Negative currency translations and reduced demand for beauty and personal care, particularly in the European market, forces global packaging player Aptar to restructure its operations.
The company says that of its three business divisions, the beauty + Home division reported a significant drop in sales, which meant that the group results for the third quarter were down overall.
Sales were down 2 per cent to $589.6m (Euros459.5m), which the company said was primarily down to softness in the European market, which was counterbalanced by a more dynamic performance in the Latin America and Asian markets.
Net income for the quarter was $42.1m, down from $49.2m in the corresponding period last year.
Sales for the first nine months of the year were down 2 per cent to $1.76bn, while net profits for the period were down 10.5 per cent to $191.84m.
Beauty and home care takes a dive
In the company's mainstay beauty and home care division, sales were down by per 6 cent to $358.47m, which represented an increase of 1 per cent in local currencies after the negative impact of foreign currencies.

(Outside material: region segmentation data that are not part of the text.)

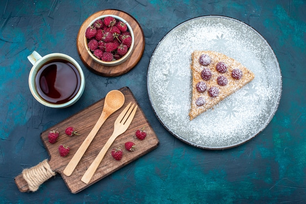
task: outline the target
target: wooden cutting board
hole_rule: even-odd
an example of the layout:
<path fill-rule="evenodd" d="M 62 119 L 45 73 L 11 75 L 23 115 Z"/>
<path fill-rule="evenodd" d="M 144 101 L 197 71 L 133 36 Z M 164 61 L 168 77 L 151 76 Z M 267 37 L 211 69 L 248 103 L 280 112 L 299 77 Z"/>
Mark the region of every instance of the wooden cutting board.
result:
<path fill-rule="evenodd" d="M 109 67 L 96 62 L 88 54 L 85 47 L 84 38 L 86 29 L 92 20 L 104 15 L 121 17 L 129 23 L 134 33 L 134 48 L 131 56 L 126 61 L 117 66 Z M 145 49 L 145 36 L 141 26 L 134 17 L 122 11 L 107 9 L 94 13 L 84 21 L 78 33 L 76 45 L 80 57 L 88 69 L 104 77 L 116 77 L 127 73 L 139 61 Z"/>
<path fill-rule="evenodd" d="M 124 95 L 125 102 L 123 106 L 110 115 L 97 133 L 91 143 L 85 152 L 83 157 L 76 166 L 71 176 L 65 176 L 63 172 L 69 161 L 72 158 L 79 147 L 89 133 L 100 117 L 104 104 L 104 98 L 98 101 L 78 113 L 48 128 L 41 134 L 41 139 L 50 155 L 48 163 L 51 169 L 59 173 L 72 193 L 76 193 L 90 185 L 111 174 L 120 168 L 126 165 L 142 156 L 148 153 L 157 147 L 158 139 L 151 125 L 136 101 L 133 94 L 128 87 L 119 89 Z M 81 179 L 90 165 L 96 156 L 102 148 L 106 141 L 111 135 L 113 125 L 117 117 L 130 102 L 138 105 L 136 115 L 128 130 L 119 136 L 111 145 L 101 162 L 99 167 L 88 184 L 81 181 Z M 67 127 L 72 126 L 81 135 L 68 136 L 65 131 Z M 140 140 L 135 136 L 136 131 L 143 127 L 147 136 L 143 140 Z M 51 144 L 48 142 L 48 134 L 50 131 L 57 129 L 59 136 L 57 142 Z M 124 144 L 126 142 L 131 141 L 135 144 L 135 149 L 133 152 L 125 149 Z M 60 156 L 58 148 L 60 144 L 66 144 L 70 148 L 70 151 L 66 157 Z M 110 151 L 113 148 L 120 147 L 123 152 L 120 161 L 115 160 L 111 155 Z M 15 178 L 15 183 L 21 192 L 27 192 L 29 187 L 22 174 Z"/>

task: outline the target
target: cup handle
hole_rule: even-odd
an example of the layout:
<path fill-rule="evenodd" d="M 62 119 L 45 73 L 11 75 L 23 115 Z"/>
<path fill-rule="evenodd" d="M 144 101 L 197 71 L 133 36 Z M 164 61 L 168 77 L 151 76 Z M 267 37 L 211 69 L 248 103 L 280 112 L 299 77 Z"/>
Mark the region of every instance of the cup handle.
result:
<path fill-rule="evenodd" d="M 34 51 L 31 55 L 27 57 L 27 58 L 28 60 L 29 60 L 29 61 L 32 63 L 32 64 L 34 65 L 40 59 L 42 58 L 42 57 L 41 55 L 38 54 L 37 52 Z"/>

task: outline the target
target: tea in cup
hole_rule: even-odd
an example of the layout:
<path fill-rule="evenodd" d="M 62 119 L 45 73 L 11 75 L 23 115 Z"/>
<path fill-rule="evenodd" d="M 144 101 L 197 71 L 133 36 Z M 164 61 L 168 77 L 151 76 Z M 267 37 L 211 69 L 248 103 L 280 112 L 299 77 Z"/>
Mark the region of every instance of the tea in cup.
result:
<path fill-rule="evenodd" d="M 85 79 L 82 68 L 73 58 L 61 53 L 42 57 L 35 51 L 27 58 L 33 65 L 29 86 L 37 101 L 48 107 L 64 108 L 80 99 Z"/>

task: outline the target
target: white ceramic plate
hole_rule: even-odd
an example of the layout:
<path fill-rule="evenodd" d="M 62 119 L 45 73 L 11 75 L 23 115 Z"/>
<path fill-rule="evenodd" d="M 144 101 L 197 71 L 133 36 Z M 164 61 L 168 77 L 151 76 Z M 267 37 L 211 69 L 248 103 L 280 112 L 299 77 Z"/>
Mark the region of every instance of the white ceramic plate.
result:
<path fill-rule="evenodd" d="M 255 77 L 190 121 L 194 50 L 222 53 Z M 279 63 L 266 41 L 245 23 L 221 16 L 191 19 L 170 31 L 152 55 L 147 80 L 152 106 L 165 127 L 190 144 L 211 149 L 232 147 L 255 137 L 274 115 L 282 93 Z"/>

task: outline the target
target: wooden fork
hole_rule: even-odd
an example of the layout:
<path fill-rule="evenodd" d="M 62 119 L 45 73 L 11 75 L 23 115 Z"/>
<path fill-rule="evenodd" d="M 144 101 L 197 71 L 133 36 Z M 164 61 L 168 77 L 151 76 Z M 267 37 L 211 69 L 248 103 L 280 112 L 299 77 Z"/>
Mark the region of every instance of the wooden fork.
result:
<path fill-rule="evenodd" d="M 117 119 L 116 119 L 116 121 L 115 121 L 114 124 L 114 131 L 112 134 L 107 141 L 104 146 L 102 148 L 102 149 L 101 150 L 99 154 L 97 156 L 97 157 L 96 157 L 93 162 L 92 162 L 92 163 L 91 163 L 91 164 L 90 164 L 88 168 L 83 177 L 82 177 L 81 181 L 85 184 L 87 184 L 90 181 L 91 178 L 92 178 L 92 176 L 99 167 L 99 165 L 100 165 L 103 158 L 104 158 L 106 152 L 116 138 L 125 132 L 128 129 L 128 128 L 131 122 L 135 116 L 137 106 L 136 105 L 134 109 L 133 109 L 134 104 L 133 104 L 130 108 L 131 103 L 131 102 L 129 103 L 124 110 L 120 113 L 118 118 L 117 118 Z"/>

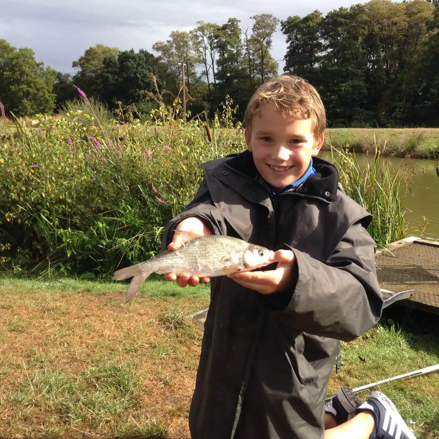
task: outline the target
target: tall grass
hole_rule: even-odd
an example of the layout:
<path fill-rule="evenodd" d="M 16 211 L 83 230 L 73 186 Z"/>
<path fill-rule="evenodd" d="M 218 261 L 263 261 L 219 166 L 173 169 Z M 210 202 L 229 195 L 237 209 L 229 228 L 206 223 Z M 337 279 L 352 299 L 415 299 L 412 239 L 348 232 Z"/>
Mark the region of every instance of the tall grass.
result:
<path fill-rule="evenodd" d="M 91 277 L 150 257 L 193 198 L 200 163 L 245 148 L 230 99 L 213 121 L 186 123 L 178 98 L 168 107 L 158 96 L 146 122 L 130 113 L 117 122 L 99 103 L 79 102 L 61 117 L 37 115 L 36 129 L 17 119 L 14 135 L 0 137 L 4 269 Z M 402 237 L 400 175 L 377 159 L 362 170 L 347 152 L 334 160 L 348 194 L 374 215 L 377 242 Z"/>
<path fill-rule="evenodd" d="M 357 157 L 342 150 L 331 149 L 331 161 L 338 169 L 340 181 L 346 193 L 373 216 L 369 232 L 378 245 L 385 246 L 404 237 L 405 231 L 401 182 L 410 182 L 400 166 L 391 170 L 381 160 L 381 151 L 368 155 L 365 166 Z"/>
<path fill-rule="evenodd" d="M 331 128 L 326 132 L 324 148 L 345 149 L 383 156 L 439 158 L 439 129 L 436 128 Z"/>
<path fill-rule="evenodd" d="M 174 108 L 154 123 L 130 114 L 118 123 L 87 102 L 88 113 L 37 115 L 38 129 L 16 120 L 15 134 L 0 138 L 4 267 L 91 276 L 151 257 L 163 226 L 193 197 L 200 162 L 244 147 L 220 117 L 210 141 L 204 122 L 183 124 Z"/>

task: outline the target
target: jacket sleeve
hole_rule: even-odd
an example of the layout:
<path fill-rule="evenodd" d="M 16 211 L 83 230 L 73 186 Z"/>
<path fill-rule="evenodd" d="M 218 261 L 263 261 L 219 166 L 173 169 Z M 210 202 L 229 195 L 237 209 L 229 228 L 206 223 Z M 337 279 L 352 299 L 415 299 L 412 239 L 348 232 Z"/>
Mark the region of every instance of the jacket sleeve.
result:
<path fill-rule="evenodd" d="M 203 179 L 194 199 L 184 210 L 168 223 L 162 238 L 162 252 L 166 249 L 168 245 L 172 241 L 178 223 L 190 216 L 197 216 L 206 221 L 216 235 L 227 234 L 225 220 L 212 201 L 205 180 Z"/>
<path fill-rule="evenodd" d="M 291 248 L 295 278 L 289 291 L 273 298 L 282 309 L 273 314 L 302 332 L 346 342 L 359 337 L 376 324 L 382 311 L 376 249 L 360 223 L 349 228 L 325 263 Z"/>

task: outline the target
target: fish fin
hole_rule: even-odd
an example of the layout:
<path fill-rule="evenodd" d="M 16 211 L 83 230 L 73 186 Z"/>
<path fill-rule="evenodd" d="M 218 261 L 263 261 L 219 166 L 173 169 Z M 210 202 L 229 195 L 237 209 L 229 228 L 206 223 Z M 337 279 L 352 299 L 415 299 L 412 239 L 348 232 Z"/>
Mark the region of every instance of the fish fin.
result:
<path fill-rule="evenodd" d="M 126 291 L 126 295 L 125 296 L 125 303 L 128 303 L 130 302 L 134 298 L 136 293 L 139 291 L 139 288 L 142 286 L 142 284 L 145 281 L 145 280 L 148 277 L 144 274 L 135 276 L 131 280 L 130 283 L 130 286 L 128 287 L 128 290 Z"/>
<path fill-rule="evenodd" d="M 145 281 L 146 278 L 153 272 L 147 271 L 144 269 L 142 270 L 140 267 L 140 264 L 136 264 L 130 267 L 126 267 L 120 270 L 115 271 L 113 273 L 112 279 L 113 281 L 122 281 L 124 279 L 132 277 L 131 281 L 130 283 L 128 290 L 126 291 L 125 297 L 125 303 L 128 303 L 133 300 L 136 293 L 139 291 L 139 288 Z"/>
<path fill-rule="evenodd" d="M 202 236 L 202 235 L 198 235 L 193 232 L 184 231 L 183 230 L 176 230 L 175 233 L 177 233 L 181 237 L 181 239 L 184 244 L 185 244 L 191 239 L 195 239 L 195 238 L 199 238 Z"/>
<path fill-rule="evenodd" d="M 113 273 L 113 277 L 112 279 L 113 281 L 122 281 L 124 279 L 128 279 L 129 277 L 132 277 L 133 276 L 142 273 L 142 271 L 139 267 L 140 264 L 136 264 L 135 265 L 132 265 L 130 267 L 126 267 L 125 268 L 121 268 L 120 270 L 115 271 Z"/>

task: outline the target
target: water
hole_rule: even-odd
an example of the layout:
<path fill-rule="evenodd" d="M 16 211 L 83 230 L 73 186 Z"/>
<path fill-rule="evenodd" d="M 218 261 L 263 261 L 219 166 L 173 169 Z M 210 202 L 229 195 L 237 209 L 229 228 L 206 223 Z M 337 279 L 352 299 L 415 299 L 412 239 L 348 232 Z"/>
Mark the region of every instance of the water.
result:
<path fill-rule="evenodd" d="M 365 164 L 365 154 L 357 154 L 360 165 Z M 324 152 L 322 158 L 331 160 L 331 153 Z M 423 233 L 424 237 L 439 239 L 439 178 L 436 168 L 439 166 L 439 160 L 424 158 L 399 158 L 385 157 L 382 159 L 391 164 L 396 169 L 402 162 L 407 164 L 409 170 L 414 168 L 416 173 L 412 177 L 413 183 L 410 189 L 413 193 L 408 192 L 404 201 L 407 210 L 404 218 L 410 227 L 418 229 L 427 224 L 423 216 L 428 220 L 428 223 Z M 420 236 L 421 230 L 414 230 L 413 234 Z"/>

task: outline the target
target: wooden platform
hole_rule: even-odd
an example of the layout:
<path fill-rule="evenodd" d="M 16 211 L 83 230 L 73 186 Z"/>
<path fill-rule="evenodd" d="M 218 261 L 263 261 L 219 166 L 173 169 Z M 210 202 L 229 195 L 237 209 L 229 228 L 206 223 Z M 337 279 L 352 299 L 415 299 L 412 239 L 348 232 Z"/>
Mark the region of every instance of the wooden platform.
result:
<path fill-rule="evenodd" d="M 406 238 L 377 251 L 375 260 L 385 306 L 397 303 L 439 314 L 439 242 Z M 187 317 L 202 329 L 209 309 Z"/>
<path fill-rule="evenodd" d="M 439 242 L 410 237 L 375 255 L 381 288 L 394 293 L 414 290 L 398 303 L 439 314 Z"/>

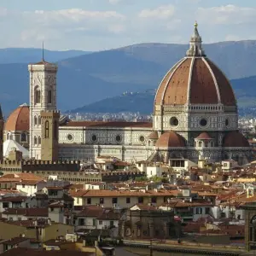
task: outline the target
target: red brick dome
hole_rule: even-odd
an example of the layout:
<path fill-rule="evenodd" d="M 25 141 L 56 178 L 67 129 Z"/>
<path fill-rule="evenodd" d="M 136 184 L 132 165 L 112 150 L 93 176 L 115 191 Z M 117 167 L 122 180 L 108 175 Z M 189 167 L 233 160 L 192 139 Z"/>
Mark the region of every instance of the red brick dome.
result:
<path fill-rule="evenodd" d="M 174 131 L 163 133 L 155 143 L 157 148 L 180 148 L 185 145 L 184 138 Z"/>
<path fill-rule="evenodd" d="M 227 133 L 224 138 L 224 148 L 248 148 L 247 139 L 239 131 L 234 131 Z"/>
<path fill-rule="evenodd" d="M 190 49 L 164 77 L 154 105 L 218 104 L 236 106 L 230 81 L 201 48 L 197 25 Z"/>
<path fill-rule="evenodd" d="M 29 131 L 29 107 L 26 104 L 17 108 L 7 119 L 5 131 Z"/>

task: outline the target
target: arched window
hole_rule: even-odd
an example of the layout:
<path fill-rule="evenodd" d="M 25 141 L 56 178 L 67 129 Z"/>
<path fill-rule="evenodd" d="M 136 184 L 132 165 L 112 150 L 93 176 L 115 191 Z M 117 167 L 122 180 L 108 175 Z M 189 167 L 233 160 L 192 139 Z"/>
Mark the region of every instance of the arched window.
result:
<path fill-rule="evenodd" d="M 49 104 L 51 104 L 51 101 L 52 101 L 52 95 L 51 95 L 51 90 L 48 90 L 48 99 L 47 102 Z"/>
<path fill-rule="evenodd" d="M 25 132 L 20 134 L 20 142 L 26 142 L 26 134 Z"/>
<path fill-rule="evenodd" d="M 44 127 L 44 134 L 45 134 L 45 138 L 49 138 L 49 121 L 45 121 L 45 127 Z"/>
<path fill-rule="evenodd" d="M 59 125 L 58 122 L 55 121 L 55 127 L 54 127 L 54 139 L 57 140 L 58 139 L 58 134 L 59 134 Z"/>
<path fill-rule="evenodd" d="M 34 98 L 35 98 L 35 104 L 38 104 L 41 102 L 41 90 L 39 89 L 39 86 L 35 87 Z"/>

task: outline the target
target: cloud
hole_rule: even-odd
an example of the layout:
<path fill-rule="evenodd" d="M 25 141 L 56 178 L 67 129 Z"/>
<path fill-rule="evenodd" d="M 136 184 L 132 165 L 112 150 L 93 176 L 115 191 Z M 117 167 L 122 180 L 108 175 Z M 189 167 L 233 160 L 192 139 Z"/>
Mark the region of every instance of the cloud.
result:
<path fill-rule="evenodd" d="M 199 8 L 198 20 L 204 24 L 239 25 L 254 23 L 256 9 L 232 4 L 211 8 Z"/>
<path fill-rule="evenodd" d="M 117 4 L 122 2 L 122 0 L 108 0 L 111 4 Z"/>
<path fill-rule="evenodd" d="M 169 19 L 173 16 L 175 7 L 172 4 L 159 6 L 154 9 L 143 9 L 138 16 L 143 19 Z"/>

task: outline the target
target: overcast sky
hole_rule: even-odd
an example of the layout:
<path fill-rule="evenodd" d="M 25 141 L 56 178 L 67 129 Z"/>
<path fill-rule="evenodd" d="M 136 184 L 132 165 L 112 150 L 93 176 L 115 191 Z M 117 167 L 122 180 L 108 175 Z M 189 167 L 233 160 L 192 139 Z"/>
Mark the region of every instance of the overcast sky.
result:
<path fill-rule="evenodd" d="M 256 39 L 256 0 L 0 0 L 0 48 L 101 50 Z"/>

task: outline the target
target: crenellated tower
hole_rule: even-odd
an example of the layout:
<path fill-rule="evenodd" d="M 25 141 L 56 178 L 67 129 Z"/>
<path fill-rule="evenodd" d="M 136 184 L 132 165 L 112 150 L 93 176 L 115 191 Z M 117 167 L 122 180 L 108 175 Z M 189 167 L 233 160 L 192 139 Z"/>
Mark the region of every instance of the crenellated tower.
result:
<path fill-rule="evenodd" d="M 43 60 L 28 65 L 30 73 L 30 158 L 41 159 L 42 117 L 45 111 L 56 111 L 57 65 Z"/>

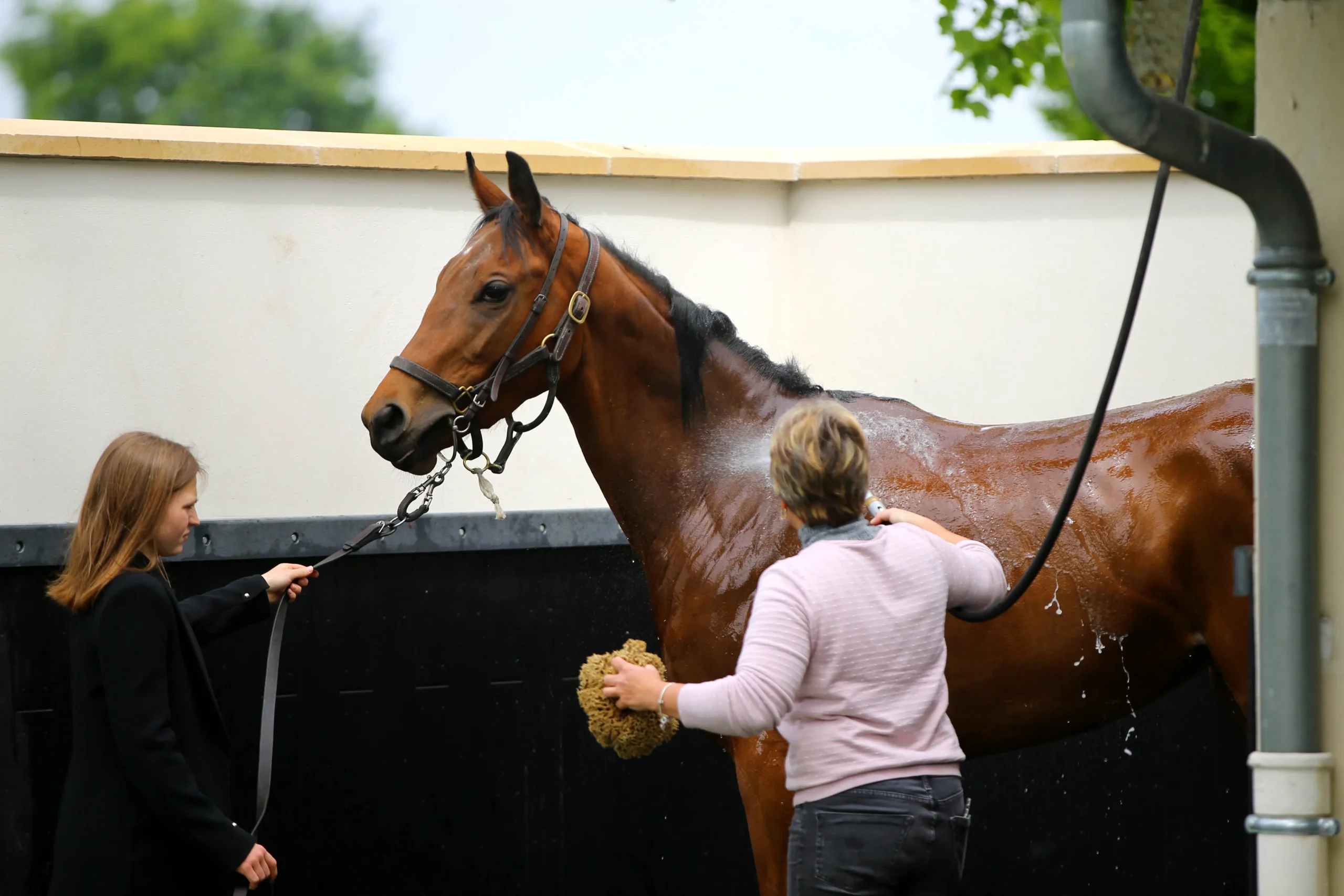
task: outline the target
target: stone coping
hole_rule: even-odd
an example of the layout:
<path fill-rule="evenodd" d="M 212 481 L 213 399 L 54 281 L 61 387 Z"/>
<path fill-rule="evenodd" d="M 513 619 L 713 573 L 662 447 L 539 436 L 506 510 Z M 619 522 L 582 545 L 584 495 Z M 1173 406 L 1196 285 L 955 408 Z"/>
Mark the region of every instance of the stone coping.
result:
<path fill-rule="evenodd" d="M 617 177 L 801 181 L 1157 169 L 1152 157 L 1110 140 L 738 149 L 0 118 L 0 156 L 465 171 L 472 152 L 482 171 L 503 172 L 507 149 L 526 156 L 538 175 Z"/>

"Certain customers in the European beauty market remained cautious but this weakness was offset by increased demand from the personal care market," said Stephen Hagge, Aptar CEO.
“The US Dollar continued to be strong relative to numerous other currencies and this had a significant negative impact on our results," Hagge added.
"We estimate that the negative impact of changes in currency exchange rates accounted for approximately 8 per cent of the decline in sales and approximately 7 per cent of the decline in earnings in the quarter."
Weakness in Europe leads to restructuring
The company says that in light of continued weakening in the European market it has decided to close two of its 12 manufacturing operations in the region in an attempt to optimize its capacity there and better position itself for future growth.
The facilities server the personal care and beauty segments, together with the food and health care markets and are expected to cost the company approximately Euros 14 million, but will lead to annual savings of approximately Euros 9 million, beginning in late 2013.
Looking ahead, Hagge said that the he anticipated continued challenges into the fourth quarter, specifically with reference to currency translation, combined with ongoing softness in markets were there is economic uncertainty.